European shares extend sell-off; DAX hit hardest
* FTSEurofirst 300 dips 0.5 pct, DAX down 0.7 pct
* DAX suffering worst week in nearly two years
* U.S. flows into Europe equities slow -Lipper
By Blaise Robinson and Francesco Canepa
PARIS/LONDON, March 14 (Reuters) - European shares fell to five-week lows on Friday, with German blue chips among the worst hit, as tensions in Ukraine ahead of a weekend referendum unnerved investors.
Russia launched new military exercises near its border with Ukraine on Thursday, even as the U.S. cautioned that Moscow risked facing serious consequences if annexation was the outcome of a referendum planned for Sunday in the Crimea peninsula.
"I'm short the whole lot (of European equity indexes)," said Alex Chehade, senior dealer at spreadbetter Tradenext. "I'm long bonds and gold - there's a real flight to safety here."
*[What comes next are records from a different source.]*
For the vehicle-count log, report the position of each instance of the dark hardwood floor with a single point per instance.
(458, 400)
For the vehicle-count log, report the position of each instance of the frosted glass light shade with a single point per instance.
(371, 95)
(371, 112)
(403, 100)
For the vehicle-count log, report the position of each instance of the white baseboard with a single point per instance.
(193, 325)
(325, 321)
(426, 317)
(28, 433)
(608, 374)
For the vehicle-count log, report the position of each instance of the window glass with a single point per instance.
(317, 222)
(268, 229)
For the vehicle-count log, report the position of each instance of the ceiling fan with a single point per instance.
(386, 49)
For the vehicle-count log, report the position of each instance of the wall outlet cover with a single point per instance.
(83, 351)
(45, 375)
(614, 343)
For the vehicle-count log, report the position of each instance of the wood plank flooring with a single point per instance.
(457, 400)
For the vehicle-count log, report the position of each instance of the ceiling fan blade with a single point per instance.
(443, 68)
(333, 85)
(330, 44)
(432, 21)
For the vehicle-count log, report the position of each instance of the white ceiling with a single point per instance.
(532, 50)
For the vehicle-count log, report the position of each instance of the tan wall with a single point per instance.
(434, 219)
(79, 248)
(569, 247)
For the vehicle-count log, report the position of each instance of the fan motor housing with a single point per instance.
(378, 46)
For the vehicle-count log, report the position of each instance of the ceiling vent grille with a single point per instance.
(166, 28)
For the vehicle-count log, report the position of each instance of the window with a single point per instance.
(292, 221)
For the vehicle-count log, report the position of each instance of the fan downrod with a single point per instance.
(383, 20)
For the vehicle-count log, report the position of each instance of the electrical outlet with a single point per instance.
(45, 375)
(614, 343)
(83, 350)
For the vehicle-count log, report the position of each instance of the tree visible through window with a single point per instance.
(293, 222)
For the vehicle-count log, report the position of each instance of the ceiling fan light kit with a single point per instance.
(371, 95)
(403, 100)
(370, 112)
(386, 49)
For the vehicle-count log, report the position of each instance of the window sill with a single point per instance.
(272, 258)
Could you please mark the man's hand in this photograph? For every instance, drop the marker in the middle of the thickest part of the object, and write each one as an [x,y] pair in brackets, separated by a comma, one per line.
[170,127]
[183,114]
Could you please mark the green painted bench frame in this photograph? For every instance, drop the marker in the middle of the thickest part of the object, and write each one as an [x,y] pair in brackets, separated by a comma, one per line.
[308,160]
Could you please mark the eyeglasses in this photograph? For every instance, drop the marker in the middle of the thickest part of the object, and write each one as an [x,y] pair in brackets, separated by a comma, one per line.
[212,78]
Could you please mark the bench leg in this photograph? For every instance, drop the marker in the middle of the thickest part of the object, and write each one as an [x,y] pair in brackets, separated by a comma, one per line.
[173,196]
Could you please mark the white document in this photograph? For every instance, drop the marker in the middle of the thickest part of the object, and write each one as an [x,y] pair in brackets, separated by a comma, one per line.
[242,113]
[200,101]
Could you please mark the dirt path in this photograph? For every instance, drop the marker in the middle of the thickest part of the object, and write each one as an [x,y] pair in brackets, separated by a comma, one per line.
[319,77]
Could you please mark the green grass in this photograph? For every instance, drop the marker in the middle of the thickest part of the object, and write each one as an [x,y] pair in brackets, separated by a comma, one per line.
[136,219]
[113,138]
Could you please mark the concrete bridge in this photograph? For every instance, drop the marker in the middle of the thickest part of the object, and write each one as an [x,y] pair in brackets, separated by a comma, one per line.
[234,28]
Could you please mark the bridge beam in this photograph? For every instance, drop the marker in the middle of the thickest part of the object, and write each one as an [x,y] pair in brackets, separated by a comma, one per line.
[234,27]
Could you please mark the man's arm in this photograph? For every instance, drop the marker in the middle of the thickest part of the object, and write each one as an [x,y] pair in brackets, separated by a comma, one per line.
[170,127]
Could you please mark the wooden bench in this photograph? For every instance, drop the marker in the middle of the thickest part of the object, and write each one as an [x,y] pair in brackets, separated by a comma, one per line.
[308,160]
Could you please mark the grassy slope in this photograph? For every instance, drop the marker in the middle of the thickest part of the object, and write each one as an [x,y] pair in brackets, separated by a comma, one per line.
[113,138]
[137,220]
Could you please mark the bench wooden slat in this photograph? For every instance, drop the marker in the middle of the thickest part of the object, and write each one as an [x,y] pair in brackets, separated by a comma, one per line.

German blue chips saw some of the biggest losses, with fertiliser maker K+S dropping 3.1 percent and HeidelbergCement losing 2.7 percent. Frankfurt's DAX index fell 0.7 percent, set to post a weekly loss of 4.2 percent, its worst weekly performance in nearly two years.
Shares of companies most exposed to Russia such as Finnish tyre maker Nokian Renkaat, and Danish brewer Carlsberg were also among the biggest losers, falling 1.5 percent and 1.3 percent respectively.
The two firms derive 26 percent and 17 percent respectively of their revenues from Russia, according to data from MSCI.
At 0838 GMT, the FTSEurofirst 300 index of top European shares was 0.5 percent lower at 1,286.23 points, a level not seen since early February. The benchmark index has lost 4.9 percent since Feb. 25.
"The downside potential of this pull-back is about 5 percent. Once this is done, it will be a buying opportunity," Aurel BGC chartist Gerard Sagnier said.
The tension in Ukraine, as well as recent worries over the pace of growth in China, has been weighing on investment flows coming into Europe, according to data from Thomson Reuters Lipper.
In the seven days to March 12, inflows of U.S. money into European stocks were the slowest in eight months. A Lipper poll of 103 U.S.-domiciled funds invested in European stocks showed they raked in a net $301.9 million, the smallest inflow since July 2013, although the funds still extended their longest positive streak on record into a 37th week.